Pricing for global optimization in CUDA

I am trying to optimize a function (say, find the minimum) with parameters n ( Xn ). All Xi tied to a certain range (for example, from -200 to 200 ), and if any parameter goes out of this range, the function goes to infinity very quickly. However, n can be large (from 20 to 60-70 ), and it takes a long time to calculate its value.

I donโ€™t think that the details of the function are of great importance, but here are some of them: it consists of a weighted sum of smaller functions 20-30 (all different), which in turn consist of sums of point products under the sign of the inverse sinusoidal function ( arcsin , arccos , arctan , etc.). Something like arcsin(X1 . X2) + arcsin(X4 . X7) + ...

A function has many local minima in general, so approaches such as (naive) conjugate gradients or quasi-Newton are useless. The search for all the brute force of the domain is too slow.

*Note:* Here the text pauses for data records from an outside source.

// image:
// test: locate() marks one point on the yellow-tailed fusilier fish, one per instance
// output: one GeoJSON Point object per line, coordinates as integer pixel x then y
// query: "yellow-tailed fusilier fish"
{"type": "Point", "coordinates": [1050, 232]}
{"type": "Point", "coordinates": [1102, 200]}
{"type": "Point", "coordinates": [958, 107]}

My initial idea was to use some kind of massive parallelization in combination with a genetic algorithm that does a lot of searches at different points in the function area and regularly checks to see if some of the queries have reached local minima. If so, he compares them and discards all the results, but the smallest, and continues the search until a sufficiently small value is found.

My two questions are:

1) Is it possible to implement this problem in CUDA or similar technology? Can CUDA calculate the value of such a function fast enough?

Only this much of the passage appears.